Fédération des Sociétés des Anciens de la Légion étrangère (FSALE)
- Formation: December 3 1912 First formation in 1898 (official)
- Legal status: Law of 1901
- Purpose: Federation of Associations of Veteran Legionnaires
- Location: Paris, France;
- Region served: worldwide
- Membership: 12,000 (2010)
- President: Général Gausserès
- Key people: Général Commandant Rollet
- Affiliations: 195 associations
- Budget: Endowments Donations, Contributions, Legionnaires
- Website: FSALE Language Available French English German Portuguese Spanish
- Formerly called: La Légion (1898) L'Union des Sociétés d'Anciens Légionnaires (L'USAL) (1931)

= Foreign Legion Veteran Societies Federation =

The Foreign Legion Veteran Societies Federation (Fédération des sociétés des Anciens de la Légion étrangère, FSALE) is an association of the association law type of 1901 (Association loi de 1901) federating different representations of veteran Legionnaires (Anciens Légionnaires) across the world.

== History ==

If the associations regrouping veteran Legionnaires (Anciens Légionnaires) rapidly saw daylight throughout the course of the history of this institution, it was in 1912 where the ancestor of the FSALE was created. The first President was Jacques-Emile Maurer, President of the first friendly veteran legionnaires association, (Première Amicale d'Anciens Legionnaires), La Légion, created in 1898.

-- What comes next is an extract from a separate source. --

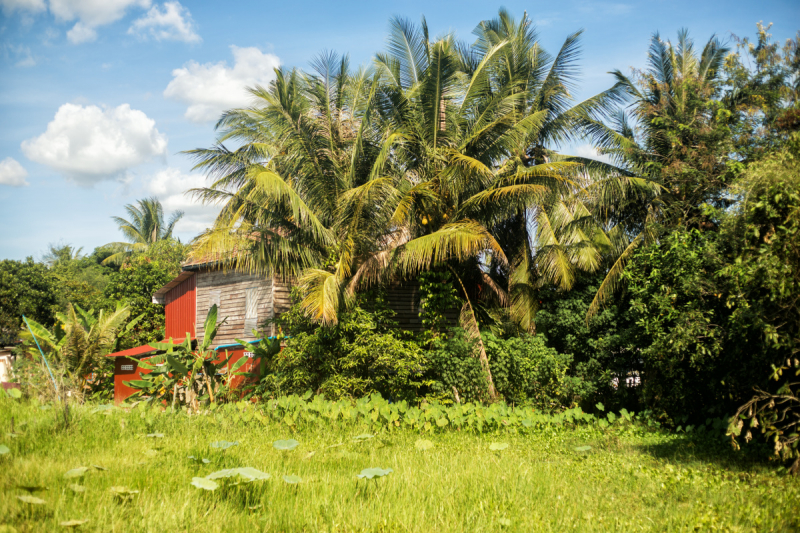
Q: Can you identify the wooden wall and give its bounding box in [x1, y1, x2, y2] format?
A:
[197, 270, 273, 347]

Due to World War I, the veteran association ceased its activities in 1914. In 1920, a new re-launching tentative was initiated, led by Braunschweig, former secretary general, however the regrouping initiative was not made possible due to the insufficient number of associations available to be federated.

=== L'Union des sociétés d'anciens légionnaires (l'USAL) ===

==== Union Veteran Legionnaires Societies (USAL) ====

In 1931, following the "Centennial Celebration" (centennial of the creation of the French Foreign Legion), général Rollet, Inspector of the Foreign Legion, regrouped a congressional session of the veteran legionnaires uniting more than 200 participants, members of 23 societies, at Sidi bel-Abbès, "Maison mère" of the Legion during that époque.

It was during this occasion, that was decided the creation of a union whose purpose was to federate the different societies and associations of veteran legionnaires. This union was officially created on June 3 1931 under the presidency of Jacques-Emile Maurer. The union counted accordingly 33 associations members.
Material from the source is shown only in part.